Then he went on to tell them how the old herd had always passed the old buck to him, never doing anything unless they were told, fearing even to set down the total of a column of figures without first consulting him, and he wound up with a few Well Chosen remarks about Co-operation and Co-ordination and the old reliable shoulder-to-the-wheel stuff.

Everybody was happy and talky and full of pep and chest-out chatter, for be it remembered that each new Department Head was an Individual and not a Person, and could hold his own with the best bullers of bulldom.

And so they all adjourned to their respective stalls and started in their new work with enthusiasm, energy and enterprise, and any other snapful word that you could think of beginning with “e.”

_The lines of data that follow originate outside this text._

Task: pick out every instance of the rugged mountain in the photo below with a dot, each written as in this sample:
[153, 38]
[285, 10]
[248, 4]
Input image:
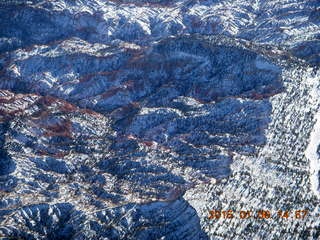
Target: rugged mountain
[133, 119]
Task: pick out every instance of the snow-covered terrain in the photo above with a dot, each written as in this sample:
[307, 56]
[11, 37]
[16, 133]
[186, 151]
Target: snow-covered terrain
[130, 119]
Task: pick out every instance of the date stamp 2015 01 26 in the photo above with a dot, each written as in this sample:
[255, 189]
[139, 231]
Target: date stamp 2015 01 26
[258, 214]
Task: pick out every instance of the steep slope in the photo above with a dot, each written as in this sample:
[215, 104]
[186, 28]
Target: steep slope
[132, 119]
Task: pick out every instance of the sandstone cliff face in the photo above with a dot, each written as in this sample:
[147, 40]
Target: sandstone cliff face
[130, 119]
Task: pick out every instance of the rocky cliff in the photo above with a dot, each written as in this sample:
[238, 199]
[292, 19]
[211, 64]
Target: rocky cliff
[133, 119]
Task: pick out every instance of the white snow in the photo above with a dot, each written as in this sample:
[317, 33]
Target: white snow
[311, 154]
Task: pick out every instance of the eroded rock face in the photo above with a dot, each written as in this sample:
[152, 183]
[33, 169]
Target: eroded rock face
[113, 113]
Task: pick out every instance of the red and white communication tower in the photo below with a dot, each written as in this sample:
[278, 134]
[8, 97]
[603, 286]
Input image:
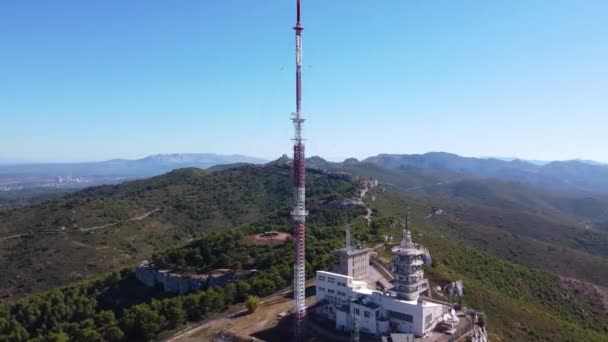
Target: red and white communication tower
[299, 212]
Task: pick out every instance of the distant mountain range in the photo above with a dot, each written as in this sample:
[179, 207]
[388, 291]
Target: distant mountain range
[573, 175]
[568, 176]
[77, 175]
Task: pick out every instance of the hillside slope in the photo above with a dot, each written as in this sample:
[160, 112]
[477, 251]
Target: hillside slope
[574, 175]
[104, 228]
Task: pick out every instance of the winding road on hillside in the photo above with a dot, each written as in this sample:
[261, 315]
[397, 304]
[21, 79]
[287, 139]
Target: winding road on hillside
[87, 229]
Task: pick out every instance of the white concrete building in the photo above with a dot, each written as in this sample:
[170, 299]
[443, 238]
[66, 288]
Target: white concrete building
[379, 313]
[342, 297]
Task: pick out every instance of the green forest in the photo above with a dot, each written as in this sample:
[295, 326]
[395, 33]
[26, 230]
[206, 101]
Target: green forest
[521, 303]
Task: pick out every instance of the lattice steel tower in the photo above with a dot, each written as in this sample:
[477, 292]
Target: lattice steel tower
[299, 209]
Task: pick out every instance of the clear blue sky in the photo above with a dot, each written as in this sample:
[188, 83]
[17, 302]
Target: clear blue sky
[93, 80]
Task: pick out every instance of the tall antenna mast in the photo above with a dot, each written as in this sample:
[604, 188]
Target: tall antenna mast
[299, 210]
[347, 237]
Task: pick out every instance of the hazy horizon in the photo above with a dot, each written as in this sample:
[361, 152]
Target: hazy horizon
[109, 80]
[7, 161]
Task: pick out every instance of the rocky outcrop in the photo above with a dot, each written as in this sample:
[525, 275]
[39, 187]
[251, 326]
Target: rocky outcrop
[595, 294]
[173, 282]
[454, 289]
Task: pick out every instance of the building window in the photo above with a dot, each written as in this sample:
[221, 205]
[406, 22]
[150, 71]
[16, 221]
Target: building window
[428, 319]
[401, 316]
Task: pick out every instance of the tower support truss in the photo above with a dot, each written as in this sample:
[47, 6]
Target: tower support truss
[299, 206]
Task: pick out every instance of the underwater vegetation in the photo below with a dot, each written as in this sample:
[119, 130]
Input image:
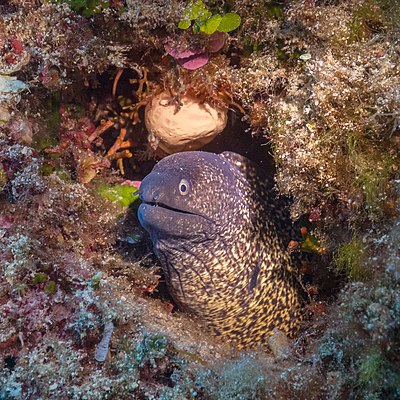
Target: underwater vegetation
[83, 308]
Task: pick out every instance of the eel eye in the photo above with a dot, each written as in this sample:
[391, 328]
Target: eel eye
[184, 187]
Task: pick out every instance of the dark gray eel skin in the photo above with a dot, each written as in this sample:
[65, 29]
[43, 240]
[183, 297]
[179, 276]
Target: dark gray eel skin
[221, 236]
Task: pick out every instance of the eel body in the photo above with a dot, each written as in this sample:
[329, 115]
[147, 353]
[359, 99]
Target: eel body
[221, 236]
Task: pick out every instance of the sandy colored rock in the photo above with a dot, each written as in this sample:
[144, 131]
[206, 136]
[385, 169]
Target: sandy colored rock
[187, 126]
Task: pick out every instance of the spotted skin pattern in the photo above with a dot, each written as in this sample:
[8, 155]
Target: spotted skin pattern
[221, 236]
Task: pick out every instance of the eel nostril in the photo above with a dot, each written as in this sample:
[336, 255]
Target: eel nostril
[156, 195]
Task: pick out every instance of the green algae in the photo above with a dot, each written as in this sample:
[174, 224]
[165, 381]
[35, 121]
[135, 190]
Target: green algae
[350, 260]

Things went great and glorious for about a month when the Boss discovered that the new Superintendent had put in a lot of machinery in the manufacturing department that he did not approve of, and he proceeded to give the Supe a double-nutted Call Down that carried to Columbus, Ohio.

The Supe came back not unstrengthfully whereupon the Boss’s eyes flashed like a Zeppelin night-searcher, and the Supe remembering that he had seventeen children and a motorcycle to support, cooled down almost to a solid, and let the Boss rave on like a knight of Montana overcharged by a cabman.

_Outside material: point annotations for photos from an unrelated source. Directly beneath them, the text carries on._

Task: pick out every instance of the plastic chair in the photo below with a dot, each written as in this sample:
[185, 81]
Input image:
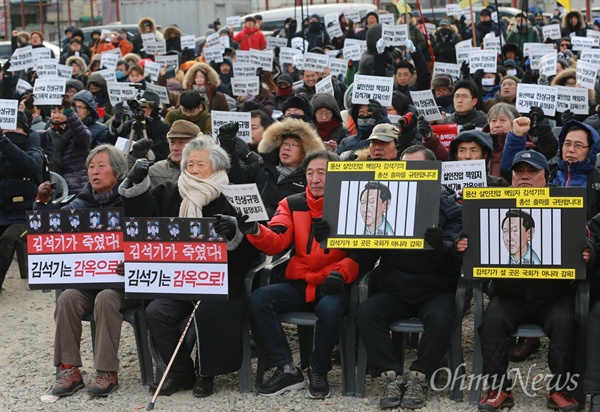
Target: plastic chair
[400, 328]
[582, 305]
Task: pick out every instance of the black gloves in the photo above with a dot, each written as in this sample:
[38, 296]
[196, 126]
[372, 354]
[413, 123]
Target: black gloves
[227, 136]
[320, 229]
[424, 128]
[141, 148]
[225, 226]
[375, 108]
[435, 237]
[333, 284]
[139, 171]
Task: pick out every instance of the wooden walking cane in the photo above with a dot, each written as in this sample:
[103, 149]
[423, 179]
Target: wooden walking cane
[181, 339]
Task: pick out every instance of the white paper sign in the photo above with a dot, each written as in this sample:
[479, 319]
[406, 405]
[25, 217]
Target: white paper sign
[466, 173]
[574, 99]
[188, 41]
[22, 59]
[263, 59]
[325, 86]
[586, 74]
[49, 91]
[243, 86]
[372, 87]
[551, 31]
[246, 199]
[530, 95]
[483, 59]
[315, 62]
[426, 105]
[8, 114]
[243, 119]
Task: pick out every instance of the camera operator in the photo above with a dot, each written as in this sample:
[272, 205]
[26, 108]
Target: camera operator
[145, 109]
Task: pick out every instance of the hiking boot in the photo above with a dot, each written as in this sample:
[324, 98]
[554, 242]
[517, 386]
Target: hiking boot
[394, 388]
[104, 383]
[68, 382]
[415, 395]
[563, 402]
[281, 382]
[496, 400]
[318, 387]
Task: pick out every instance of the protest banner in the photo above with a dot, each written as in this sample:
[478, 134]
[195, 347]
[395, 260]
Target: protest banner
[426, 105]
[534, 95]
[372, 87]
[77, 248]
[586, 74]
[246, 200]
[467, 173]
[325, 86]
[574, 99]
[315, 62]
[49, 91]
[8, 114]
[244, 86]
[412, 190]
[175, 258]
[483, 59]
[241, 118]
[524, 233]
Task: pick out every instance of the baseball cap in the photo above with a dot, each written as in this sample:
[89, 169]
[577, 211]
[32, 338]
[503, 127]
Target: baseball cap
[384, 132]
[531, 157]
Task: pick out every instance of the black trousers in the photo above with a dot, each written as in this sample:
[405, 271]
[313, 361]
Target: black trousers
[375, 315]
[501, 319]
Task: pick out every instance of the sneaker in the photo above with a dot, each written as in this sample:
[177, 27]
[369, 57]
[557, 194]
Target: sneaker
[104, 383]
[318, 387]
[394, 388]
[68, 382]
[281, 382]
[415, 395]
[563, 402]
[496, 400]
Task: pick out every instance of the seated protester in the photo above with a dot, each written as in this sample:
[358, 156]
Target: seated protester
[67, 144]
[466, 97]
[205, 81]
[279, 174]
[219, 323]
[315, 279]
[517, 301]
[328, 120]
[156, 129]
[168, 170]
[413, 283]
[21, 167]
[578, 148]
[192, 107]
[501, 119]
[84, 104]
[106, 168]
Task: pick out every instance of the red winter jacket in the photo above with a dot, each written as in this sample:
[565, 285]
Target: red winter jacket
[250, 39]
[310, 263]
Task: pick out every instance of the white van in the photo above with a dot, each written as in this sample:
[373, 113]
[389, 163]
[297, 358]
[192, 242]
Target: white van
[275, 19]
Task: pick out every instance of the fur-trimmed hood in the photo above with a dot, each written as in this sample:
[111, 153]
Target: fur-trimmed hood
[211, 76]
[274, 135]
[78, 61]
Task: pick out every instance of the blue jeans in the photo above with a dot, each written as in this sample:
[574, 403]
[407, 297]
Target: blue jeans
[269, 301]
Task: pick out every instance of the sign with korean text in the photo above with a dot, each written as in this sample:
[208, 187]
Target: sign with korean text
[78, 248]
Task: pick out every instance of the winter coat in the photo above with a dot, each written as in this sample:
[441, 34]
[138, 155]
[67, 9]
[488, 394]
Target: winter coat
[67, 151]
[310, 264]
[21, 163]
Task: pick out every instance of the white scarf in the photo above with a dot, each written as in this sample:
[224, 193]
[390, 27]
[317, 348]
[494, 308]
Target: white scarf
[197, 192]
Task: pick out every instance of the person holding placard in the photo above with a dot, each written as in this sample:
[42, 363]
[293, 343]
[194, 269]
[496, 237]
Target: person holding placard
[219, 323]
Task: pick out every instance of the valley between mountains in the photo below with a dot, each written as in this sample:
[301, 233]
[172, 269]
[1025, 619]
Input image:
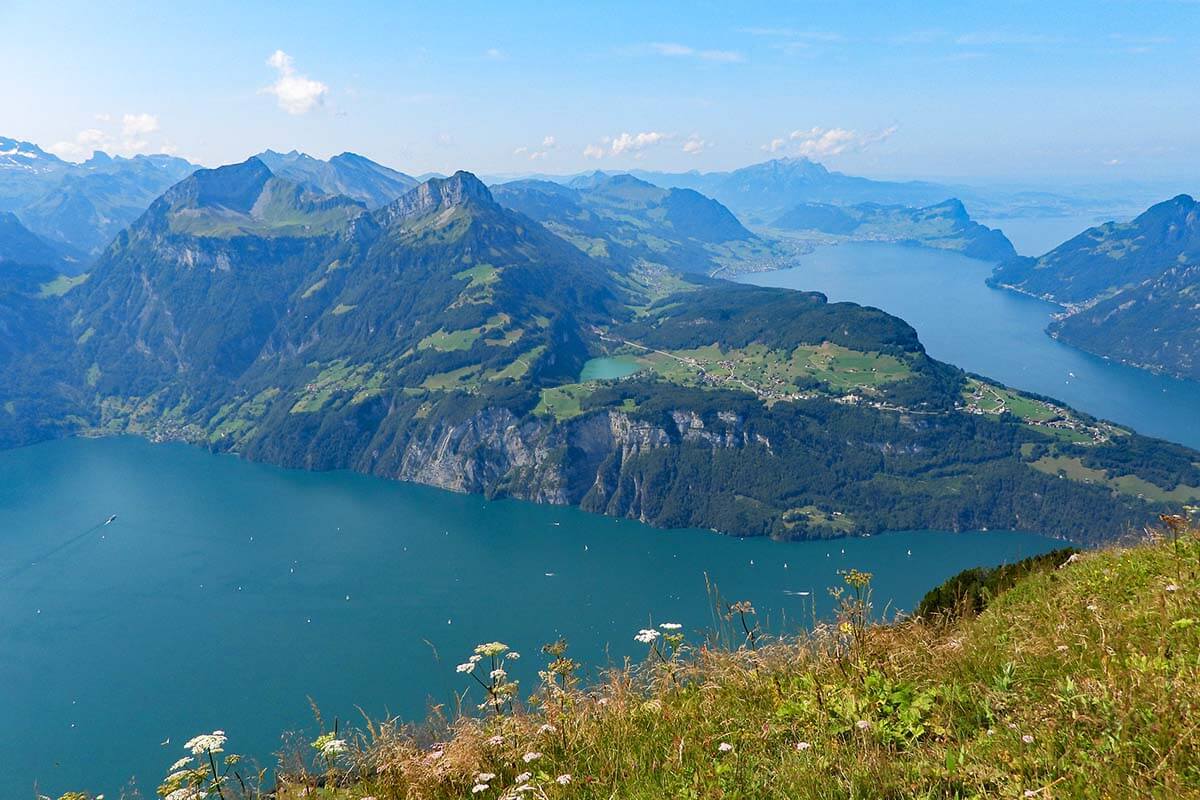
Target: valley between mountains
[439, 337]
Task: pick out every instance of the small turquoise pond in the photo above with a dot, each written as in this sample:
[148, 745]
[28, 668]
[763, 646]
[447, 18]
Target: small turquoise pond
[610, 367]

Shortly after this explosion in the factory the Boss happened into the Sales Manager’s throbbing little office, and in the course of a high-spirited but not dangerous discussion on things in general he discovered that the S. M. had re-districted the whole territory and changed agencies right and left and down the middle.

Whereupon Major General Boss let out a roar that shook the business mottoes from the walls and sent the stenographer scurrying to the south gate. Everything he could think of off-hand he called the Sales Manager, and then proceeded to look up a few choice ones in the Dock Hands’ Ready Vocabulary.

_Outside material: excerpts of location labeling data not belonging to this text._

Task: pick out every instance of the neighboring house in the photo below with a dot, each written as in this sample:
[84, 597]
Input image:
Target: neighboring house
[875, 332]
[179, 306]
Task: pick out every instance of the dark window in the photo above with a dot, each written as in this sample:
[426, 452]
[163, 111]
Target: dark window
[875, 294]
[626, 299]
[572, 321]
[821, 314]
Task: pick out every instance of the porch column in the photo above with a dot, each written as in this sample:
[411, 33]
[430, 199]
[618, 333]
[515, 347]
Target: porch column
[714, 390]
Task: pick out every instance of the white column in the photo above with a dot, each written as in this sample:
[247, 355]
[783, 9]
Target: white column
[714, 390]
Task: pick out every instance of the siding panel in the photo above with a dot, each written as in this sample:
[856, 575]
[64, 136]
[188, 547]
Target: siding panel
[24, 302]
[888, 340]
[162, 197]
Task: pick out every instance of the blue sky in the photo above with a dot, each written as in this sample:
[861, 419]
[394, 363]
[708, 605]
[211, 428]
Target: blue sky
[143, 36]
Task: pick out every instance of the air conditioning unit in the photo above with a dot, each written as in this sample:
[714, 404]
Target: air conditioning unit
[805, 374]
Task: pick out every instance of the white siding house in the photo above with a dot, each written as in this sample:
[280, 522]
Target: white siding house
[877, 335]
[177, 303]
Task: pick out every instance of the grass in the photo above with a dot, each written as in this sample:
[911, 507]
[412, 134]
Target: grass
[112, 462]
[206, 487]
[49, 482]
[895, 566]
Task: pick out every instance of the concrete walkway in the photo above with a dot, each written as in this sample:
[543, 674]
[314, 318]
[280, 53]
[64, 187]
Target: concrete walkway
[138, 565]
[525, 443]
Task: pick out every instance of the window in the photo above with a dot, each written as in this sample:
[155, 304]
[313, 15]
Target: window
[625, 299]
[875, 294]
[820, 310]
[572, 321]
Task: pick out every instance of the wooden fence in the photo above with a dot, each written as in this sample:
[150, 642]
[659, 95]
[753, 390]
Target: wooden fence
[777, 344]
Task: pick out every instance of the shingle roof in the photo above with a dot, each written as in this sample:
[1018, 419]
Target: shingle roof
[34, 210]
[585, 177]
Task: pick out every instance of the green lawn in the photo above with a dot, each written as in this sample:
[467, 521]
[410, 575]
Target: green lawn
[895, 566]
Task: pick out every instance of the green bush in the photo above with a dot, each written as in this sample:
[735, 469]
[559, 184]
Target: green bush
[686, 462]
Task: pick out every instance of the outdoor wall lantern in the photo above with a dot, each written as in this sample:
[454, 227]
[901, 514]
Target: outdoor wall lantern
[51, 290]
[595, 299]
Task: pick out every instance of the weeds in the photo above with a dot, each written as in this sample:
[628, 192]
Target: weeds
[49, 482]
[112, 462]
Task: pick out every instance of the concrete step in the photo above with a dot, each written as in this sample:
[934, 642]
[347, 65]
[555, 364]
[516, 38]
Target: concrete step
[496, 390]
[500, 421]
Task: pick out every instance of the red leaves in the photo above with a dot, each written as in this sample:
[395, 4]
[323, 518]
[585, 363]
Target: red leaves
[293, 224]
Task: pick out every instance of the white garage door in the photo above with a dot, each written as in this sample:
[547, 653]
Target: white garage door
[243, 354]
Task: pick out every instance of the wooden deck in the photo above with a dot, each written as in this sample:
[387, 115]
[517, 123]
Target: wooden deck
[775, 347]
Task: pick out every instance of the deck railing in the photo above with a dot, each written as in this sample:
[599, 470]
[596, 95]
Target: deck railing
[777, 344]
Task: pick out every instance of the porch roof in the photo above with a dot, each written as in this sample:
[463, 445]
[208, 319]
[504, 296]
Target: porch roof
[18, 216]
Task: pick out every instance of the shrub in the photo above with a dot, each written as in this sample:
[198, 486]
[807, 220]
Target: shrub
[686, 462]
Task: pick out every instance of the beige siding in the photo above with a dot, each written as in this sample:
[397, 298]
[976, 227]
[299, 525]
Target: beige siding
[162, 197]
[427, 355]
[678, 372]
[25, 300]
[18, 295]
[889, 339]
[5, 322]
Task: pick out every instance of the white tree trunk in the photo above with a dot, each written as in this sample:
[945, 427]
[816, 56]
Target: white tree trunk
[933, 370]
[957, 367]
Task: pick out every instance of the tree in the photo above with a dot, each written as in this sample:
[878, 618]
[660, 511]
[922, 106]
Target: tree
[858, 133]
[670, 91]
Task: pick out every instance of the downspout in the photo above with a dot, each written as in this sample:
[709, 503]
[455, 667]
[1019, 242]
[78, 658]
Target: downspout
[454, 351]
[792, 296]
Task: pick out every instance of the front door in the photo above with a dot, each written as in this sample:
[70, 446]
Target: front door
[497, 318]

At this, the Sales Manager doubled his fists and closed his eyes to an ominous squint, and was all ready to spring—when he happened to think of the monthly installment on his Victrola, and so he dropped into his chair and sat numb and dumb, and then some.

On his way out, the Boss chanced to see the Advertising Manager pouring over a dummy on his desk.

“What’s that bum thing?” growled Doc Boss, pointing his long presidential finger toward the busy little desk.